According to Pew research “nearly four-in-ten [Americans] — have never left the place in which they were born.” Only 30% of Americans have a passport, and only a fraction of those passports are used to travel somewhere other than Canada or Mexico. This creates an American bubble of ignorance so dense that among Americans aged 18-24, 63 percent could not find Iraq on a map of the Middle East (after America invaded that country while broadcasting highly censored images of it all over our national television).
International travel, which does not have to be prohibitively expensive, could obviously help to ameliorate those startling levels of ignorance. But that’s not the only benefit of international travel. It can profoundly impact your life for the better, and today I want to outline some of the reasons I think spending time abroad might improve someone’s life.
Reason #1: Food
Food in America is delicious (think Texas BBQ), but variety is the spice of life. While traveling, you will run into cuisines that you have never encountered. Here in China there are delicious green vegetables I’ve never heard of or seen before. There is the occasionally revolting food item that crops up, but everywhere you turn there are unique flavors, sensations, smells, tastes, colors.

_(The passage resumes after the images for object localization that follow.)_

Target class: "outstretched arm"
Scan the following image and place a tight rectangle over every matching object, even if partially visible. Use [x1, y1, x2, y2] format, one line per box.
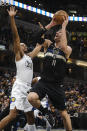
[28, 44, 43, 59]
[28, 38, 52, 58]
[7, 7, 23, 60]
[33, 18, 58, 44]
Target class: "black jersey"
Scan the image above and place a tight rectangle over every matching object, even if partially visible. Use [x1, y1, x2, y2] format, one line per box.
[41, 43, 67, 83]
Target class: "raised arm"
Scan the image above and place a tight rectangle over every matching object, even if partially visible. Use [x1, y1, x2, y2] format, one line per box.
[45, 18, 58, 30]
[62, 19, 72, 58]
[33, 18, 58, 45]
[7, 7, 23, 60]
[61, 18, 68, 47]
[28, 44, 43, 59]
[58, 18, 72, 58]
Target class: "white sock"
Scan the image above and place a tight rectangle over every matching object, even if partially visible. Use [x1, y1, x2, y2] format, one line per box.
[28, 124, 36, 131]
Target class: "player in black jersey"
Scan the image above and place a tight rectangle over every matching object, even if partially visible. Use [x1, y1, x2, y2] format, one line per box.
[28, 17, 72, 131]
[0, 7, 58, 131]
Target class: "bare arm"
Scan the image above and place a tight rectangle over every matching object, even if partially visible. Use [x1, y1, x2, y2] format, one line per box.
[39, 17, 58, 30]
[45, 18, 58, 30]
[28, 44, 43, 59]
[36, 19, 58, 41]
[28, 38, 52, 58]
[61, 26, 72, 58]
[43, 39, 52, 53]
[38, 22, 45, 39]
[59, 18, 68, 50]
[7, 7, 23, 60]
[58, 18, 72, 58]
[59, 30, 72, 58]
[65, 46, 72, 59]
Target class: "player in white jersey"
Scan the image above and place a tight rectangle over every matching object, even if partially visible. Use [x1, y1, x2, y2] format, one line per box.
[0, 7, 42, 131]
[0, 7, 58, 131]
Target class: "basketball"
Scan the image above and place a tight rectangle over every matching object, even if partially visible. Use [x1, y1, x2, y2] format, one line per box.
[53, 10, 68, 25]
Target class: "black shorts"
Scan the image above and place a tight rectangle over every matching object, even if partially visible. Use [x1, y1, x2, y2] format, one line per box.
[30, 79, 66, 110]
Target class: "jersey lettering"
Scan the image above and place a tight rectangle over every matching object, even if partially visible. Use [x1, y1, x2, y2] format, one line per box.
[52, 55, 56, 66]
[25, 60, 33, 69]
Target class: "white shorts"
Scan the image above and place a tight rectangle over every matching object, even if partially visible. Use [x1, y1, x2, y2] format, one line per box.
[10, 82, 33, 112]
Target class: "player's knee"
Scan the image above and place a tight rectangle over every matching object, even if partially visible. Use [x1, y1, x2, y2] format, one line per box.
[28, 92, 34, 103]
[28, 92, 39, 104]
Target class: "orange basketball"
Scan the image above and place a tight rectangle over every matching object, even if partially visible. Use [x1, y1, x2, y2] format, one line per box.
[53, 10, 68, 25]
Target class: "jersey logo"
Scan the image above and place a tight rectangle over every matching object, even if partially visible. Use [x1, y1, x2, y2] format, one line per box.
[25, 60, 33, 69]
[10, 97, 16, 104]
[53, 48, 59, 55]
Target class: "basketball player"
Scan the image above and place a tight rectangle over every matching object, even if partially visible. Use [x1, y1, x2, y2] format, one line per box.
[28, 17, 72, 131]
[0, 7, 58, 131]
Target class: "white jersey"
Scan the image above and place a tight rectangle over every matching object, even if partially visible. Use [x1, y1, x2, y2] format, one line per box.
[16, 54, 33, 86]
[10, 54, 33, 112]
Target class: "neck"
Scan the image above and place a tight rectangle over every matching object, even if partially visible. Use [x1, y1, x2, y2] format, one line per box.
[55, 42, 61, 48]
[24, 51, 29, 54]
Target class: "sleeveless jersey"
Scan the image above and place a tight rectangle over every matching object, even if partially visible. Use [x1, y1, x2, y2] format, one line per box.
[15, 54, 33, 86]
[41, 43, 67, 83]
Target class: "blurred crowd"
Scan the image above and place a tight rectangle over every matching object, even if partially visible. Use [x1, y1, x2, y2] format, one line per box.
[70, 35, 87, 60]
[64, 78, 87, 116]
[0, 70, 15, 113]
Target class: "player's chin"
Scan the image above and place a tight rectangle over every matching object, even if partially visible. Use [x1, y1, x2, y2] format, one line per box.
[54, 38, 60, 43]
[25, 48, 28, 51]
[54, 37, 58, 41]
[54, 37, 56, 41]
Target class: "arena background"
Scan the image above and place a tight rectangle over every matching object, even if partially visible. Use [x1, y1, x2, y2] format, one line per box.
[0, 0, 87, 130]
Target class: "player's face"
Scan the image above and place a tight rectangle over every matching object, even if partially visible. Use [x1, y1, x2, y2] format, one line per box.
[54, 30, 61, 43]
[21, 43, 28, 52]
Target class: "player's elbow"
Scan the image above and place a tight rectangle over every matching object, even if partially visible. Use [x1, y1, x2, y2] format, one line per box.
[66, 46, 72, 58]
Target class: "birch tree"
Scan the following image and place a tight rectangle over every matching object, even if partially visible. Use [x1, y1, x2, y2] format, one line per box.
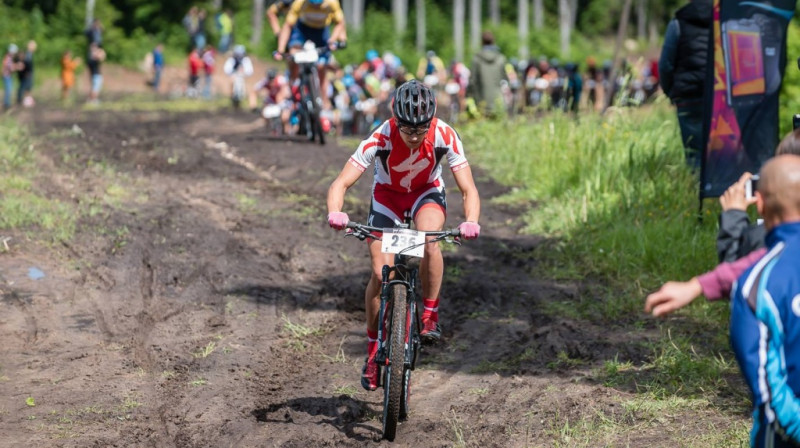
[85, 0, 96, 29]
[416, 0, 426, 53]
[558, 0, 570, 58]
[533, 0, 543, 30]
[251, 0, 265, 45]
[393, 0, 408, 46]
[637, 0, 647, 41]
[352, 0, 364, 31]
[518, 0, 529, 59]
[454, 0, 466, 63]
[470, 0, 481, 53]
[490, 0, 500, 25]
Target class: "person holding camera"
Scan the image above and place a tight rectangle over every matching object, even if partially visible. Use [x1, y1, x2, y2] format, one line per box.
[645, 129, 800, 317]
[730, 154, 800, 447]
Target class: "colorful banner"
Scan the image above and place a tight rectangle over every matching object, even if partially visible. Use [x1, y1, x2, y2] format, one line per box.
[702, 0, 796, 198]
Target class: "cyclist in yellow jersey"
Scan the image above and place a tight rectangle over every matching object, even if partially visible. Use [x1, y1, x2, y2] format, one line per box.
[274, 0, 346, 110]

Just ask Anthony Bourdain if he regrets wandering the globe sampling the best foods that different cultures have to offer. In China, the culinary diversity that exists is mind boggling. You can find scrumptious noodles for like two American dollars.Most places in the Middle Kingdom will have a restaurant that does up a Beijing Roast Duck that would make you swoon. And if meat is not your thing try the tofu dishes. There’s something for everyone. If there is one thing that motivates me to travel, it’s food. The thought of eating at a legit churrascaria in Brasil.
Having a glass of red and stuffing my face full of carbs in Italy.
Indulging in a cheap cocktail bucket and eating Pad Thai on a beach somewhere in the paradises of Thailand.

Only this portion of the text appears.